Fertilizing your lawn adds nutrients the soil cannot adequately provide. Balance is the key to successful fertilization. Too much fertilizer causes disease, excess thatching, increased water costs and excessive mowing. Too little fertilizer promotes yellow, diseased lawns that are intolerant to traffic.
Most commercially available fertilizers contain Nitrogen (N), Phosphorous (P), and Potassium (K). Use a fertilizer with a higher portion of nitrogen in the mixture for rapid shot growth and healthy color. Phosphorous is also necessary for healthy lawns, because it stimulates healthy root growth and development. Potassium is also needed but is usually available in the soil, although an extra amount added through fertilizer is sometimes helpful. Iron can also be important for healthy lawns. It is usually most helpful where soil pH is high.
For a healthy lawn, follow these guidelines and consult your local nurseryman for more suggestions:
- Read labels of fertilizer for exact rates before application. Consistency of application is important.
- Application methods vary with form of fertilizer and type of spreader.
- Newly planted sod usually needs an application with some nitrogen (Ammonium Phosphate 16-20-0) fertilizer at installation and another application after 2 weeks.

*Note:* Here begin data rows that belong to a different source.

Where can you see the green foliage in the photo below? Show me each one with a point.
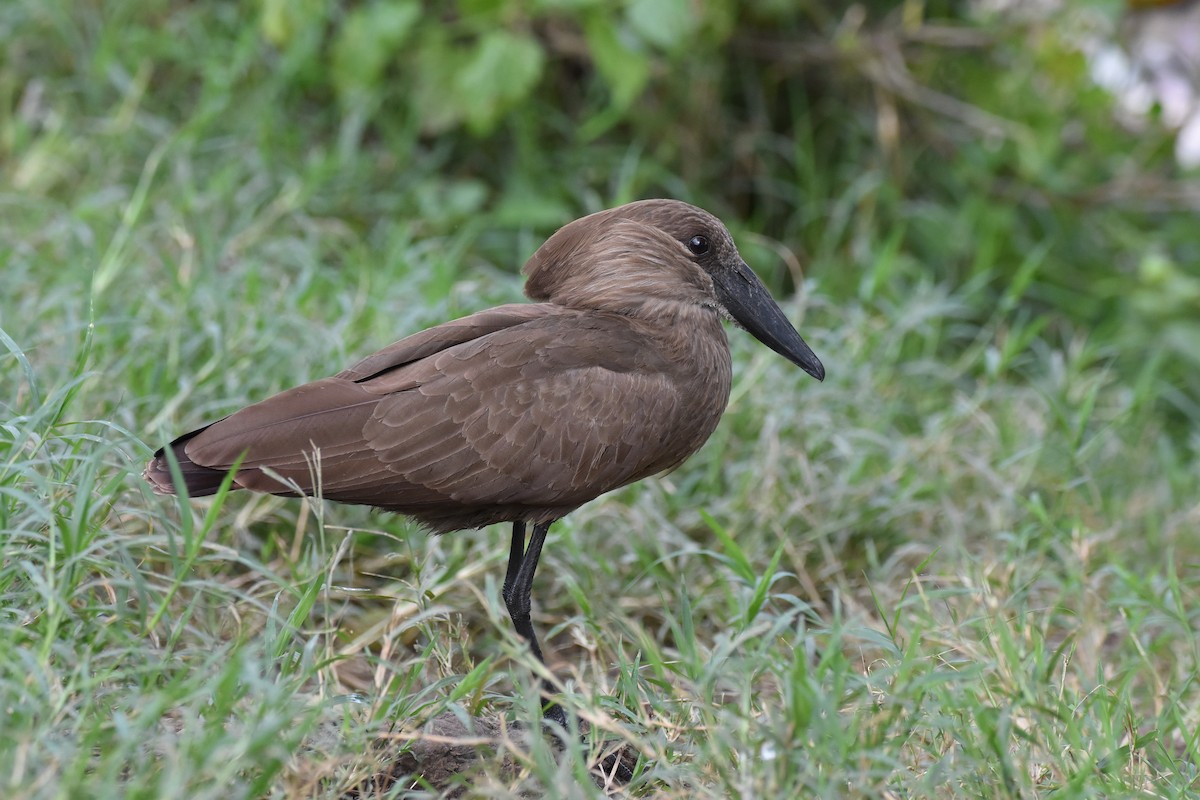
(965, 565)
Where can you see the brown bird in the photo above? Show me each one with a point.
(523, 413)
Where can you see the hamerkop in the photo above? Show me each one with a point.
(523, 413)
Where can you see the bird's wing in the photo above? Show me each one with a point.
(550, 411)
(283, 431)
(553, 413)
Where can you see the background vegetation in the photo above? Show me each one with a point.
(964, 565)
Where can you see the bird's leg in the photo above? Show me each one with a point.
(517, 597)
(516, 553)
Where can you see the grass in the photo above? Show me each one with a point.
(963, 566)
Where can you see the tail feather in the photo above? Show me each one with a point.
(198, 480)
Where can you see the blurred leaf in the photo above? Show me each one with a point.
(623, 68)
(281, 20)
(503, 70)
(664, 23)
(370, 36)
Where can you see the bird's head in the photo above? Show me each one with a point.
(657, 254)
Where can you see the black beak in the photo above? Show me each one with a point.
(749, 302)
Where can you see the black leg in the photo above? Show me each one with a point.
(517, 597)
(516, 554)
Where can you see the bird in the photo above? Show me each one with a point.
(618, 370)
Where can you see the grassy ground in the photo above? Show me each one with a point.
(963, 566)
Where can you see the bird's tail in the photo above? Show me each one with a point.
(198, 480)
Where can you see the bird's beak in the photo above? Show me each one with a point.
(749, 302)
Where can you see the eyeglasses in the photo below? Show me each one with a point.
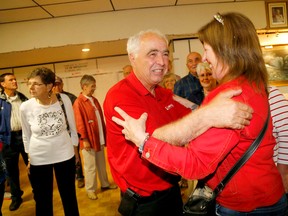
(34, 84)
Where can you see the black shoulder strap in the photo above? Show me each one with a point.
(64, 110)
(243, 159)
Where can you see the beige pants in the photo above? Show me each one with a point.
(94, 162)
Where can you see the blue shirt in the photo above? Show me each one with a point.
(189, 87)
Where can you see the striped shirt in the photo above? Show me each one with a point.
(279, 113)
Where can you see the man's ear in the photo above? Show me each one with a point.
(131, 57)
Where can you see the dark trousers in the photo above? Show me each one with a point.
(2, 191)
(79, 171)
(11, 156)
(42, 183)
(167, 203)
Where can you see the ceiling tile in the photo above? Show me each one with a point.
(49, 2)
(184, 2)
(83, 7)
(31, 13)
(9, 4)
(129, 4)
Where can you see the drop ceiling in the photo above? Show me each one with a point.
(12, 11)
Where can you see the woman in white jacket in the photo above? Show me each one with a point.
(49, 136)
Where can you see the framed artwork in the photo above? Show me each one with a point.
(276, 13)
(276, 61)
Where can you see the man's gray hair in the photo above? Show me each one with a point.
(133, 43)
(86, 80)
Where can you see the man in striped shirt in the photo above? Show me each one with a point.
(279, 113)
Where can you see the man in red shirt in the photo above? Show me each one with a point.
(152, 191)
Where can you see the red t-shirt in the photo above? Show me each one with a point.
(127, 167)
(257, 184)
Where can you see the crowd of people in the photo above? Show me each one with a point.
(157, 127)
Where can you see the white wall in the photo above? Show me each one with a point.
(118, 25)
(107, 26)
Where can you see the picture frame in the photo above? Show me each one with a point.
(276, 61)
(276, 12)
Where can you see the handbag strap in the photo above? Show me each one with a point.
(64, 110)
(243, 159)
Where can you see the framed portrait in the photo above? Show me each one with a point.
(276, 13)
(276, 61)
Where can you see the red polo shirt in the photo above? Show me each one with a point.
(127, 167)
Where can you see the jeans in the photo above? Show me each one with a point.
(42, 183)
(79, 171)
(11, 156)
(279, 209)
(169, 203)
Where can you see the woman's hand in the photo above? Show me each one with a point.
(133, 129)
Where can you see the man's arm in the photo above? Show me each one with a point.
(233, 114)
(221, 112)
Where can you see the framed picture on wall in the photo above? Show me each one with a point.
(276, 12)
(276, 61)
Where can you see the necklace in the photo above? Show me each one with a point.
(45, 104)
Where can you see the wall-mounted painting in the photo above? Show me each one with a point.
(276, 60)
(276, 12)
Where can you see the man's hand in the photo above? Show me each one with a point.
(227, 113)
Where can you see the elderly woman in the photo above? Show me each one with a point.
(232, 48)
(45, 120)
(207, 81)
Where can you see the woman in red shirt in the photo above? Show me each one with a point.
(232, 48)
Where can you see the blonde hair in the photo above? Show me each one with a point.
(202, 66)
(235, 42)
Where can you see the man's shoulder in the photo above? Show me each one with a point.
(22, 96)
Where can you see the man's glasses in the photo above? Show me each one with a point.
(34, 84)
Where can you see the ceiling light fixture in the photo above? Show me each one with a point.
(85, 50)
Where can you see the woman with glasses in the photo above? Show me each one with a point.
(50, 139)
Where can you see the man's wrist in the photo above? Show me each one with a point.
(141, 147)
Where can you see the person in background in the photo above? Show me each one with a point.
(3, 176)
(91, 128)
(279, 113)
(169, 81)
(155, 192)
(11, 134)
(58, 88)
(127, 70)
(257, 187)
(189, 86)
(207, 81)
(49, 144)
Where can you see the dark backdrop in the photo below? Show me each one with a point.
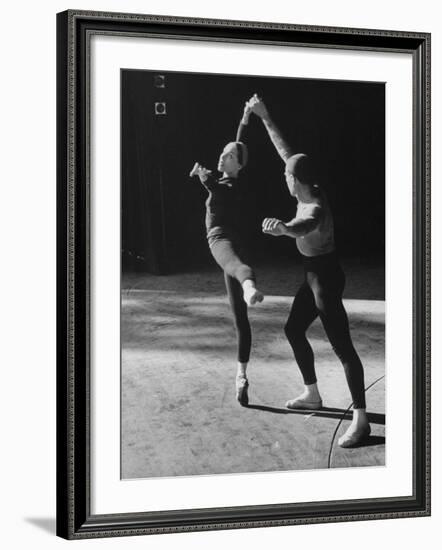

- In the summer growing season (April – September) a high nitrogen fertilizer (Ammonium Sulphate 20-0-0) can be substituted. Apply every 4-6 weeks or as necessary to maintain color and vigor. A healthy lawn will have few weeds. A “Combination type” fertilizer works well throughout the year.
- Substitute a “Complete fertilizer” (or blend) 3 times during the growing season. The blend contains N, P, and K in varying amounts as stated on the bag. A higher portion of the N usually gives good results.
- Use fertilizer containing micronutrients sulfur, iron, magnesium, and zinc at least once a year.
- During the winter season if sod is over seeded use Ammonium Phosphate to fertilize.
- Note: Use Ammonium Sulphate in the summer and Ammonium Phosphate in the fall.